La Maison de la Culture Douta Seck a abrité, le dimanche 8 avril 2018, la conférence religieuse organisée par l’Amicale des femmes du Ministère de la Culture. « Le rôle de la femme dans la culture et dans l’éducation » est le thème introduit avec brio et éloquence par Serigne Ibou Seyni Lahi, fils du Khalife général des Layènes et présenté par la pédagogue religieuse Seyda Fatou Binetou Diop.

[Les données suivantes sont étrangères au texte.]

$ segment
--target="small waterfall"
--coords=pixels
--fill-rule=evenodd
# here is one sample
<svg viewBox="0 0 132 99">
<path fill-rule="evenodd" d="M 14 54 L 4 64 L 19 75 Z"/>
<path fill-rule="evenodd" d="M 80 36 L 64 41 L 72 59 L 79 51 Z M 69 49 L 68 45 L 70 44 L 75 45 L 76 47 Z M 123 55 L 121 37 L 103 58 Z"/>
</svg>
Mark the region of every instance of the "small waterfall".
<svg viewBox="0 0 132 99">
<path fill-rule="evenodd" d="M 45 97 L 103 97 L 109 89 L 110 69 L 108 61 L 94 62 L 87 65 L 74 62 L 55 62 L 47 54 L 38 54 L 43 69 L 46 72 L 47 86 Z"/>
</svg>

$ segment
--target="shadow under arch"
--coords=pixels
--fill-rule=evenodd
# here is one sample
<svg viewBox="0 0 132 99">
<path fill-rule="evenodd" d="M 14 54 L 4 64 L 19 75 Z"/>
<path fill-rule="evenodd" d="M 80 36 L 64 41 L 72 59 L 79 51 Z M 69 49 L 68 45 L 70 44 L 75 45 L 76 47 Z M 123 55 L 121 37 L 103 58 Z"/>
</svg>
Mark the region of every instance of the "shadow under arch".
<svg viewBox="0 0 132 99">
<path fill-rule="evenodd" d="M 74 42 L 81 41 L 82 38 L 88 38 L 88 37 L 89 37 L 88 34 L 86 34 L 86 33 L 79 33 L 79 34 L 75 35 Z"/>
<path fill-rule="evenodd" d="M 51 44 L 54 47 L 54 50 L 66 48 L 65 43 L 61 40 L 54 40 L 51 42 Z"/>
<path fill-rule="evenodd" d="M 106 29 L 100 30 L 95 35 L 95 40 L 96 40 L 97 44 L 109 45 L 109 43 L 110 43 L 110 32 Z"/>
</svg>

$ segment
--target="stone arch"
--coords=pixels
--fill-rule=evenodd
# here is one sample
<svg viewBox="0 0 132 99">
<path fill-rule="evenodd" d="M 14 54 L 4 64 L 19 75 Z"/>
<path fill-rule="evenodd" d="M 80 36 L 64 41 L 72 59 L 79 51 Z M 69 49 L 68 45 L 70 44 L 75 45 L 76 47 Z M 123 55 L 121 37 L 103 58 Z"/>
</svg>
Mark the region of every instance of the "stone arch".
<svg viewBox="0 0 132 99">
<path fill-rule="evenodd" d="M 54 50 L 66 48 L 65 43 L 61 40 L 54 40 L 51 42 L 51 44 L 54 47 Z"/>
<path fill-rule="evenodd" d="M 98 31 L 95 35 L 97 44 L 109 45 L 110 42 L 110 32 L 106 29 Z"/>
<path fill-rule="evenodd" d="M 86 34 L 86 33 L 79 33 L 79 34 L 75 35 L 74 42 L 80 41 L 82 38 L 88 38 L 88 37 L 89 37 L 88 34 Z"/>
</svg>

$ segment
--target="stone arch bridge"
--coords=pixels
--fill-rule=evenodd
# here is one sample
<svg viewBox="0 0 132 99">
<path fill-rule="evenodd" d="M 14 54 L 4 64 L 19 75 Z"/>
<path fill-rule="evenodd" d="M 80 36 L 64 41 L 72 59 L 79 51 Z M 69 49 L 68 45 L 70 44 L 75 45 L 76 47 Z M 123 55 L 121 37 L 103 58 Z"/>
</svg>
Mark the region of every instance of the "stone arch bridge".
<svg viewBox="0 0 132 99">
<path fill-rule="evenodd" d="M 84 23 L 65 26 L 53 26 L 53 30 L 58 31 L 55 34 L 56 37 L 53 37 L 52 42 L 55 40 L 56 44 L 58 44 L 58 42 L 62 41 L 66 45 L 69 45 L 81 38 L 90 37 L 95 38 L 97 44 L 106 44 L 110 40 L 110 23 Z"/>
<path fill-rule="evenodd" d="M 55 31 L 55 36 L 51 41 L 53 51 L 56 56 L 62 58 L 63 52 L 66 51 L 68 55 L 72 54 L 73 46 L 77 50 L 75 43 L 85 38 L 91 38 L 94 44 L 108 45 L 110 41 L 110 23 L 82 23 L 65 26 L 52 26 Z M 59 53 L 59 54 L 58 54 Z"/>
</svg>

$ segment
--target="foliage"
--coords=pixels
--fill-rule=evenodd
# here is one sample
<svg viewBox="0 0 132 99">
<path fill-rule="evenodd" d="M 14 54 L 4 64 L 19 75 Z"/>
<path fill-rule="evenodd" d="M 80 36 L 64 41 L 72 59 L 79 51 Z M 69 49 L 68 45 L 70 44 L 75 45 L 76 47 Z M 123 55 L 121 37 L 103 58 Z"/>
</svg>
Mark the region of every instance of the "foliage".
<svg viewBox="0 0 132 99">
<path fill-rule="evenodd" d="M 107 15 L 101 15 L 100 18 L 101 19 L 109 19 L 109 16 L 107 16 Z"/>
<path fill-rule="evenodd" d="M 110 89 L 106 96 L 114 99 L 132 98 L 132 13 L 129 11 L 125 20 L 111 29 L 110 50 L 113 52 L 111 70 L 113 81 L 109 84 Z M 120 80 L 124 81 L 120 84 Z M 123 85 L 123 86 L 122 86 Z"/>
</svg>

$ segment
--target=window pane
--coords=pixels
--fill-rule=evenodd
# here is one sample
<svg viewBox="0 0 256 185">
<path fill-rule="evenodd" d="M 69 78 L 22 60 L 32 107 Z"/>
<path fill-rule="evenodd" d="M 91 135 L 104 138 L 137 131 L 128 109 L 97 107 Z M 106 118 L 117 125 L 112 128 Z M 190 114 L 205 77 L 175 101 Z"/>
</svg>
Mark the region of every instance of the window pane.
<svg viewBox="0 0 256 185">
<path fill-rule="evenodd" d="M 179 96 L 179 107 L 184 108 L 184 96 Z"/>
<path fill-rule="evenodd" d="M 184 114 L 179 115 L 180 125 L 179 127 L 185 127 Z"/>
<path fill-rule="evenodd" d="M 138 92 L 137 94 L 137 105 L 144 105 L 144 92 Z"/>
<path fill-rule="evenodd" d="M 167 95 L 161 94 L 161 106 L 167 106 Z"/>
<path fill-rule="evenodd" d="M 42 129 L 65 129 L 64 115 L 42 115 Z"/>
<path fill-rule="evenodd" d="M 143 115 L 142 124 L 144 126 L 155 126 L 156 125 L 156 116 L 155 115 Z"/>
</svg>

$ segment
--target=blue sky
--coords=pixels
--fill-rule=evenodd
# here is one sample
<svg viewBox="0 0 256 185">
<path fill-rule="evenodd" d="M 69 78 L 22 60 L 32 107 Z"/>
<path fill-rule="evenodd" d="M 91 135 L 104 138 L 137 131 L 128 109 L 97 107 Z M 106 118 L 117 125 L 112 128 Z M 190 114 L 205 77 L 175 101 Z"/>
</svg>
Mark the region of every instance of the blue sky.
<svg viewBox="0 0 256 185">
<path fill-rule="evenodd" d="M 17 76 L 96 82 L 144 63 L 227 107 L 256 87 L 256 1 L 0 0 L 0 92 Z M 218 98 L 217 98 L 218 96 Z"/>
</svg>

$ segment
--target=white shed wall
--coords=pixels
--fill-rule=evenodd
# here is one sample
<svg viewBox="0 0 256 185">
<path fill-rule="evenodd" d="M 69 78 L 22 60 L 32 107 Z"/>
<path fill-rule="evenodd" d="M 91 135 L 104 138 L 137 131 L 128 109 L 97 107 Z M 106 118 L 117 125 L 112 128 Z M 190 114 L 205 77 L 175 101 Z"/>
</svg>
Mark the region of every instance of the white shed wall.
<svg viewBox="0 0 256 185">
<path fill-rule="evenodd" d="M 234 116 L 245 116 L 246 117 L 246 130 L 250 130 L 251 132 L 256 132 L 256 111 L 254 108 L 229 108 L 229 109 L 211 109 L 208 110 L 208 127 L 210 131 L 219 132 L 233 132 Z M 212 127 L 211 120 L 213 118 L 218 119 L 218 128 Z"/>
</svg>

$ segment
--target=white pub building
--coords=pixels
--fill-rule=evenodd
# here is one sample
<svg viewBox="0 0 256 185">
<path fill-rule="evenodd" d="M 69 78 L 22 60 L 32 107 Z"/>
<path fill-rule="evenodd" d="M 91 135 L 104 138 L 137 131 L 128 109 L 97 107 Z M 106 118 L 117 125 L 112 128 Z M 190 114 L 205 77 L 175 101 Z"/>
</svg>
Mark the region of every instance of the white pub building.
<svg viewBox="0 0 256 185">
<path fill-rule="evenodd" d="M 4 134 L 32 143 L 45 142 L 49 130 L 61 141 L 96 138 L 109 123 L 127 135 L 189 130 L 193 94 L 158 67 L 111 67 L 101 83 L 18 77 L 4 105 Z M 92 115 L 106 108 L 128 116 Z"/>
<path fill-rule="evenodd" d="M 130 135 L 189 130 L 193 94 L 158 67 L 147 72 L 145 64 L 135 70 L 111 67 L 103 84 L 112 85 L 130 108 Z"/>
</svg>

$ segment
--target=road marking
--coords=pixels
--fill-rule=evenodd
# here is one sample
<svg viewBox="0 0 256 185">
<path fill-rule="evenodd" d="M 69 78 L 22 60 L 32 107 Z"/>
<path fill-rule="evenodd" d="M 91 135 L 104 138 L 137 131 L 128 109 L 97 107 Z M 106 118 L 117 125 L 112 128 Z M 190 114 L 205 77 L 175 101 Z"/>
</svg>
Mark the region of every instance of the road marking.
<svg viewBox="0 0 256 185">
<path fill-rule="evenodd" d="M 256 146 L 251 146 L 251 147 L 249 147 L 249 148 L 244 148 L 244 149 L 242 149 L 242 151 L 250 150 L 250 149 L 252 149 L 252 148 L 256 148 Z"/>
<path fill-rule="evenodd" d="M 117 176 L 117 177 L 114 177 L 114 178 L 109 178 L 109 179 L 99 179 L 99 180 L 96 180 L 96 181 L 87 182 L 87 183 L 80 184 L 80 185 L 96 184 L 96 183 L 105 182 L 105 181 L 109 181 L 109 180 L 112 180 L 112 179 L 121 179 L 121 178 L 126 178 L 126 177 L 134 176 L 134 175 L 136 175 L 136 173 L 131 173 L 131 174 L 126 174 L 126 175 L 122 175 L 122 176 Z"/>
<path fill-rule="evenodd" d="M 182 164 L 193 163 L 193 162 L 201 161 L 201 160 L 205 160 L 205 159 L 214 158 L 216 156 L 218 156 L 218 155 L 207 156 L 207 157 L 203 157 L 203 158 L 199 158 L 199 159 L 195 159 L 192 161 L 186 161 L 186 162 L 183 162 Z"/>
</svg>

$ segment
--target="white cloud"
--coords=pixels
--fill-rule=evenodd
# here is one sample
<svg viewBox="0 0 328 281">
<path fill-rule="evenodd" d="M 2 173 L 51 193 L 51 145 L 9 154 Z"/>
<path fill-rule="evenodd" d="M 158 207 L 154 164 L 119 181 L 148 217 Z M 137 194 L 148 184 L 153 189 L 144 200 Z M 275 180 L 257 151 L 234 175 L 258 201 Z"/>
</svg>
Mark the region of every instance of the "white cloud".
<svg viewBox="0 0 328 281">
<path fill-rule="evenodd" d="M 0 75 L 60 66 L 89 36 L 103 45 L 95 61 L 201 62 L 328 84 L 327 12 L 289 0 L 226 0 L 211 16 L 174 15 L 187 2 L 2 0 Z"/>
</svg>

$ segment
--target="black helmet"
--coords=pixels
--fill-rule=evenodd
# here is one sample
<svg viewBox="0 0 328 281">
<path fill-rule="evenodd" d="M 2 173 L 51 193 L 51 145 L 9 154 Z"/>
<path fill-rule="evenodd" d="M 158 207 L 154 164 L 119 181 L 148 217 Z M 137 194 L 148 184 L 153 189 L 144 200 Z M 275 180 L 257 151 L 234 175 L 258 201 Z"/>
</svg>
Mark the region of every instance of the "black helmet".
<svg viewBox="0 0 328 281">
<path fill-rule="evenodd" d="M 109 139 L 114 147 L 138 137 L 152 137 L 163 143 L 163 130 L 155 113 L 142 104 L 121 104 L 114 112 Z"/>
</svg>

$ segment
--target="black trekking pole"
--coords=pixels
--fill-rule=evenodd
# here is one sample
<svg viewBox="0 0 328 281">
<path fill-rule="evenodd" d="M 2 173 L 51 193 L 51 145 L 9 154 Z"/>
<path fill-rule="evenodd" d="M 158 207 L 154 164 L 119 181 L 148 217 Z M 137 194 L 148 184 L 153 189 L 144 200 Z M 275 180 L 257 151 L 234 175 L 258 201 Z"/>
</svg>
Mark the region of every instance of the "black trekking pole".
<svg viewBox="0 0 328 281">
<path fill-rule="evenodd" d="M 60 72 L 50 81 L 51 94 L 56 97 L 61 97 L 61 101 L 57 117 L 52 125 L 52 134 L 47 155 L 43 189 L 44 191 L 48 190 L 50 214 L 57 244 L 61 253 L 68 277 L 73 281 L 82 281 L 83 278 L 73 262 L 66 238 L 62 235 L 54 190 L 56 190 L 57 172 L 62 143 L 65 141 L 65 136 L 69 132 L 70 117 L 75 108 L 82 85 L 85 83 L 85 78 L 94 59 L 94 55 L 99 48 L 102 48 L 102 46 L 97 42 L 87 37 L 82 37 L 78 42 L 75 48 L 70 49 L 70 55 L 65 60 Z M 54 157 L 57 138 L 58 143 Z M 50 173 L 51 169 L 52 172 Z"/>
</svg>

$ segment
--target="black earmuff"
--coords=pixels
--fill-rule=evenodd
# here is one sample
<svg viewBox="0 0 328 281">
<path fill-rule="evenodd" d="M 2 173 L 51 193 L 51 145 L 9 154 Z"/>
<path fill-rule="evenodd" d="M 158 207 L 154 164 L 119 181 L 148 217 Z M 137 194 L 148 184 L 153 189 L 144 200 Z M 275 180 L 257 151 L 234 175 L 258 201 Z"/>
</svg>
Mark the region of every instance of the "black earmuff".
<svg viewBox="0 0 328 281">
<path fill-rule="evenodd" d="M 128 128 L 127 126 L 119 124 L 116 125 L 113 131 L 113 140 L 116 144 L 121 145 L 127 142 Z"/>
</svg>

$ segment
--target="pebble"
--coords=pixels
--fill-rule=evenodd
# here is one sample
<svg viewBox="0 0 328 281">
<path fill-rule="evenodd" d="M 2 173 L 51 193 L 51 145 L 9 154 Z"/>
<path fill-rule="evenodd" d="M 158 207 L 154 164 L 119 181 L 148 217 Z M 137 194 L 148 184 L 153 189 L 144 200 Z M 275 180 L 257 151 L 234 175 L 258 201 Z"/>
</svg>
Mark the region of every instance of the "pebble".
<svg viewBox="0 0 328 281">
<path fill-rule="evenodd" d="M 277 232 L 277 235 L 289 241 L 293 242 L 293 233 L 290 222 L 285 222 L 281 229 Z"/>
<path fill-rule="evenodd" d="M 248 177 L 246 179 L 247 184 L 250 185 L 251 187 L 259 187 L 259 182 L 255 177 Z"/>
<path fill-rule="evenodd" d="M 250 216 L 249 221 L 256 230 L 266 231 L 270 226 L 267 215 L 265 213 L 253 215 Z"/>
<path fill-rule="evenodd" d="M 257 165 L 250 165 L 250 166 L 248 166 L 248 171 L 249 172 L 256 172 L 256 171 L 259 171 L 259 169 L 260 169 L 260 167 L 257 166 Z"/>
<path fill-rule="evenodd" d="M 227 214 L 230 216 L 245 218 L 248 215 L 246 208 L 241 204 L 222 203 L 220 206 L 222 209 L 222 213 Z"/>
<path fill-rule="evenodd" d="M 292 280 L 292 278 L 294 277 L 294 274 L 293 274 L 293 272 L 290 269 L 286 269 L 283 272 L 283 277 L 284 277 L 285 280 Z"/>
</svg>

Le guide spirituel a mis l’accent sur la correction, l’humilité, le rôle éducatif des femmes à l’endroit des enfants. Il a également donné l’exemple de Mame Diarra Bousso, Khadija BintouRassoul, l’épouse du prophète comme modèles de femmes.  A cet effet, il souligne l’importance de l’éducation familiale.       Une conférence de haute facture et riche en anecdotes  réhaussée par des panégyriques  dédiés à Seydina Limamou Lahi, le Mahdi, Cheikhna Cheikh Saad Bouh, Serigne Touba, El Hadj Malick Sy.

La rencontre religieuse s’est déroulée en présence du Secrétaire général du Ministère de la Culture, Monsieur Birane Niang, de l’ancien Ministre de la Culture, M. Amadou Tidiane Wone, du Président des écrivains du Sénégal, M. Alioune Badara Bèye, du Directeur général de la Compagnie du Théâtre national Daniel Sorano, M Sahite Sarr Samb, du Directeur des Arts, M. Abdoulaye Koundoul, du Directeur de la Francophonie, M. Magueye Touré, du responsable régional de l’Ong Acapes, M. Baba Ndiaye, des représentants des ministères de la Femme, de  l’Elevage, de l’Agriculture, de l’association G 1000, de la Ligue sénégalaise de lutte contre le cancer Lisca, de la délégation du Ministre Zahra Iyane Thiam et d’un public venu très nombreux composé en majorité de femmes.